MADELEINE COLLINS
France, 2021, 104 minutes, Colour.
Virginie Efira, Quinn Gutierrez, Bruno Salamone, Jacqueline Bissett, François Rostain, Loise Benguerel.
Directed by Antoine Barraud.
Madeleine Collins doesn’t really appear in this film. That is part of a point made at the end of the film.
This is a film about identity, a film about someone who is present to two families. In films, this is usually a man with two families. This time it is a woman. And she is played by Virginie Efira, emerging in the last decade as one of France’s most significant and versatile actresses.
There is an opening sequence with the Virginie Efira in a dress shop, with money from her mother, trying on dresses, and collapsing with low blood pressure, then leaving the shop and the sound of a crash.
However, the main action takes place in the two households, one in Switzerland where Judith is in partnership with Abdel and his little daughter to whom she is devoted. She is a translator and has to go to various meetings. But, most often she goes to Paris to her other family, longtime husband who is an orchestra conductor, eager to advance his career, and with two teenage sons. On the one hand she has a happy domestic household. On the other, there is the glamour of the theatre, performances, socials, wealth, the buying a house.
Each of the men knows the name of the other but does not really know what is happening.
Which means that this is something of a psychological study of how Judith, also known as Margot, dependent on an admiring forger who is able to give her any identity she wants or he wants to give her (Madeleine Collins), the way she relates to each of the men in the families. It is also a story of deceit, cover, lies, becoming more and more complex and the possibilities of her being exposed. There are parents (and a welcome cameo by Jacqueline Bissett as her mother), there are clients who turn up unexpectedly…
This is a film for admirers of Virginie Efira and those intrigued by stories of coping with double households.
- The title? Area of mystery? Identity?
- The Swiss settings, homes? The Paris settings, concert and orchestra, socials? The musical score?
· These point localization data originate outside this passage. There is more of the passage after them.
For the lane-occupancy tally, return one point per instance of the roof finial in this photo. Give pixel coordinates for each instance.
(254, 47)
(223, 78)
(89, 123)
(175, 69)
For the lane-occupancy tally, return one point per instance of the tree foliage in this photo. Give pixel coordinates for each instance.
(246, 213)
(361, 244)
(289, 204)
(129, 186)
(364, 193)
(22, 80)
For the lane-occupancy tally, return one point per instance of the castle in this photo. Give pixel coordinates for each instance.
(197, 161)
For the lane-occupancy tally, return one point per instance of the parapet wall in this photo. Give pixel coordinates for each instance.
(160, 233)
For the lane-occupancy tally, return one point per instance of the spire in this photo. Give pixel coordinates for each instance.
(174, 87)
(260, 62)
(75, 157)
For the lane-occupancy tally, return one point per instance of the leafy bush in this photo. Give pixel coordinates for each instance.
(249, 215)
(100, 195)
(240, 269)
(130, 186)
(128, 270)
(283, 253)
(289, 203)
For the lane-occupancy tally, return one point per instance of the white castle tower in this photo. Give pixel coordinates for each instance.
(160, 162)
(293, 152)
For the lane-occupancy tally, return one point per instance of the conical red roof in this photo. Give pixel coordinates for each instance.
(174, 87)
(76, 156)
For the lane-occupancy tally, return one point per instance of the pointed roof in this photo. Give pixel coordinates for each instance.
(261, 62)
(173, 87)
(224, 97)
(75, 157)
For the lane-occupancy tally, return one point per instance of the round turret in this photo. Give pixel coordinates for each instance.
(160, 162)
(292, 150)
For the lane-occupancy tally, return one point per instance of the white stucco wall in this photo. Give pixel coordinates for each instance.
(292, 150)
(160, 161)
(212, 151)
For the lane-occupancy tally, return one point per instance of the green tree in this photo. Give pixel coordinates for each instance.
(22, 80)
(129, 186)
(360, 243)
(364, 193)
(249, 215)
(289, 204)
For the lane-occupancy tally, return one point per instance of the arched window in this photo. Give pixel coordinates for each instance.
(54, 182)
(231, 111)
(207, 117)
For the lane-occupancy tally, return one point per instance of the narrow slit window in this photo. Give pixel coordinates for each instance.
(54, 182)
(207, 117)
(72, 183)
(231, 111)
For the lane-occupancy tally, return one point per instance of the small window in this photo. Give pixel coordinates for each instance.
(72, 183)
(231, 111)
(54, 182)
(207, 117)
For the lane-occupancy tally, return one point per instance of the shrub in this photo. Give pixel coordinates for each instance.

- The prologue, the visit to the store, looking at the dresses, trying them on, the collapse, low blood pressure, the aftermath and the accident? With reference to the rest of the film? To Judith that her character?
- A film about a double life, a middle-aged woman, her background, the visit of her parents and her relationship to them? Her marriage to Melvin, many years, his career, the two sons, the household, her travels, his travels, the scene of buying the house? The socials, the concerts, her leaving with her low blood pressure? Her friendship with the singer?
- The relationship with a Dell, Her relationship, the little girl, not married, their life together, a love for the little girl and devotion, a contrast with her other family?
- Judith and her work, translations, the jobs, seeing her in action, but her creating situations, her lies, travels? Going from one family to the other? The effect on her?
- Annabelle, the death of his wife, the birth of his daughter, the relationship with Judith, setting up a household, her devotion, love, his feeling our absences, bringing another woman home, Judith’s reactions? The visit of her parents? The other woman in the house? Their observations, the little girl calling out to Judith as her mother?
- Melville, his career, promotions, concerts, the growing separation? Doris and his observations, listening, his own secrets and orientation? His reaction to Judith?
- Juggling the two lives, the times, the travels, the passport, the forger and his devotion to her, saying she would have as many names as she wished, giving her a final card and name?
- The police, her upset, wanting documentation, her refusal? Picked up by her father?
- The chance encounter, the Canadian, her name is Marco, at the social, her awkwardness, Abdul and his reactions?
- Judith, her identity, the two families, separations, alienations, wanting her own life, identity?